PREPARATION OF DOSING SOLUTIONS: MnCl2 dissolved in sterile saline for both iv and oral administration both dosed at 6.0mg Mn/kg (1.0mL/kg). MMT was dissolved in corn oil and dosed at 20mg/kg (3.3mL/kg in volume) equivalent to 5.6mg Mn/kg.

Duration and frequency of treatment / exposure:

Single dose for each test.

Control animals:

not specified

Details on study design:

For the oral dose MnCl2 was administered by a single gavage at 6.0mg Mn/kg as it was known to be associated with a significant reduction of succinic dehydrogenase and aconitase in rat brain.

Details on dosing and sampling:

MnCl2

PHARMACOKINETIC STUDY (Absorption, distribution, excretion)
- Tissues and body fluids sampled: Blood plasma (0.3-0.5mL)
- Time and frequency of sampling: 0, 0.05, 0.17, 0.33, 0.5, 1, 2, 4, 8, and 12 h

MMT

PHARMACOKINETIC STUDY (Absorption, distribution, excretion)
- Tissues and body fluids sampled: Blood plasma (0.3-0.5mL)
- Time and frequency of sampling: 0, 0.17, 0.5, 1, 2, 4, 8, 12, 24, 48, 120, 168, 288, 384, and 456 h

Statistics:

Statistical analysis for comparison of two means was performed usinf one-way ANOVA. In all cases, a probility level of p < 0.05 was considered as the criterion of significance.

Results and discussion

Toxicokinetic / pharmacokinetic studies

Toxicokinetic parametersopen allclose all

Any other information on results incl. tables

Upon iv administration of MnCl2, manganese rapidly disappeared from blood with a terminal elimination t1/2 of 1.83 h and CL8 of 0.43 L/h/kg. The plasma concentration-time profiles of manganese could be described by C = 41.9e(-424t) + 2.1e(-0.44t). Following oral administration of MnCl2, manganese rapidly entered the systemic circulation (Tmax = 0.25 h). The absolute oral bioavailability was about 13%. Oral dose of MMT resulted in a delayed Tmax (7.6 h), elevated Cmax (0.93 microg/mL), and prolonged terminal t1/2 (55.1 h). The rats receiving MMT had an apparent clearance (CL/F = 0.09 L/h x kg) about 37-fold less than did those who were dosed with MnCl2. Accordingly, the area under the plasma concentration-time curves (AUC) of manganese in MMT-treated rats was about 37-fold greater than that in MnCl2-treated rats. A gender-dependent difference in toxicokinetic profiles of plasma manganese was also observed. Female rats displayed a greater AUC than that of male rats. Although the apparent volume of distribution of manganese was similar in both sexes, the apparent clearance in males was about twice that observed in females.
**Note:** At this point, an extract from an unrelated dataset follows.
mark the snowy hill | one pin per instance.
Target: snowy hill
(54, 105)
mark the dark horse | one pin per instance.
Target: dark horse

Applicant's summary and conclusion

Conclusions:

Interpretation of results: low bioaccumulation potential based on study results
The results indicated that after oral administration, the MMT-derived manganese displayed higher and more prolonged plasma concentration-time profiles than MnCl2-derived manganese. Thus, MMT-derived manganese appeared likely to accumulate in the body following repeated exposure.